I wouldn't mind launching these programs with strace or gdb, but I can't figure a way to reproduce the problem. The first time it happened I was reading a long article in firefox and didn't notice things had gone haywire until I was done; the second time I was waiting for an emerge to complete on a gentoo system via ssh, I detached and rebooted. Some other times I wasn't even sitting in front of my monitor. These are the limits for my user: $ ulimit -s 8192 $ ulimit -u 1024 $ ulimit -e 0 I have run the system for hours, sometimes with many processes running concurrently (virtual machines, LAMP, ncurses based stuff, etc.), with no hitch. On a couple of other systems, but which are 32-bit, I haven't noticed similar crashes after the glibc update. I guess I'll have to wait for Siddhesh's patch to get packaged and see how that goes. Thank you very much for the input.
(In reply to Alexander Ploumistos from comment #2) > After a system update on 9/30 conky started crashing occasionaly and at the > same time gnome-shell and gnome-terminal behave erratically and firefox > takes too long to close tabs and refuses to quit. If this is the update that started causing problems then it is not this bug. This bug has been present since F-20 release.
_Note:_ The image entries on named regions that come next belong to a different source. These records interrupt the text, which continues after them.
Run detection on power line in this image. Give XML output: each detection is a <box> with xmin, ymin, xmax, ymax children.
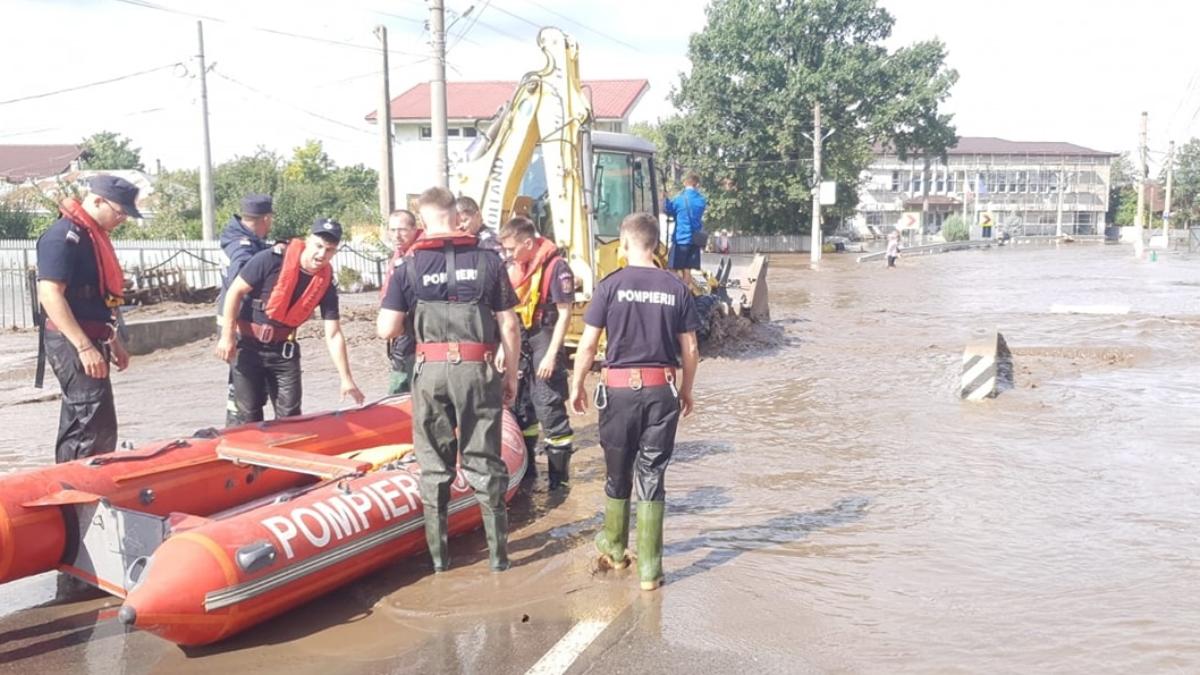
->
<box><xmin>0</xmin><ymin>61</ymin><xmax>182</xmax><ymax>106</ymax></box>
<box><xmin>114</xmin><ymin>0</ymin><xmax>419</xmax><ymax>56</ymax></box>
<box><xmin>212</xmin><ymin>68</ymin><xmax>374</xmax><ymax>136</ymax></box>
<box><xmin>526</xmin><ymin>0</ymin><xmax>641</xmax><ymax>50</ymax></box>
After posting here, I have been working on this computer for 12+ hours every day and I have not had this issue again. I've been monitoring my logs and there was no message like those I posted. Any update that I have installed since then doesn't seem to be even remotely relevant. I haven't been work with virt-manager much, but I can't see how virt-manager could cause conky to crash or mess with my terminal. Anyway, I'll keep paying attention and if I manage to gather something meaningful, I 'll file a fresh bug report. Thank you both for your time.
Oops, "I haven't been *working*[..]".
This message is a reminder that Fedora 20 is nearing its end of life. Approximately 4 (four) weeks from now Fedora will stop maintaining and issuing updates for Fedora 20. It is Fedora's policy to close all bug reports from releases that are no longer maintained. At that time this bug will be closed as EOL if it remains open with a Fedora 'version' of '20'. Package Maintainer: If you wish for this bug to remain open because you plan to fix it in a currently maintained version, simply change the 'version' to a later Fedora version. Thank you for reporting this issue and we are sorry that we were not able to fix it before Fedora 20 is end of life. If you would still like to see this bug fixed and are able to reproduce it against a later version of Fedora, you are encouraged change the 'version' to a later Fedora version prior this bug is closed as described in the policy above. Although we aim to fix as many bugs as possible during every release's lifetime, sometimes those efforts are overtaken by events. Often a more recent Fedora release includes newer upstream software that fixes bugs or makes them obsolete.
Fedora 20 changed to end-of-life (EOL) status on 2015-06-23. Fedora 20 is no longer maintained, which means that it will not receive any further security or bug fix updates. As a result we are closing this bug. If you can reproduce this bug against a currently maintained version of Fedora please feel free to reopen this bug against that version. If you are unable to reopen this bug, please file a new report against the current release. If you experience problems, please add a comment to this bug. Thank you for reporting this bug and we are sorry it could not be fixed.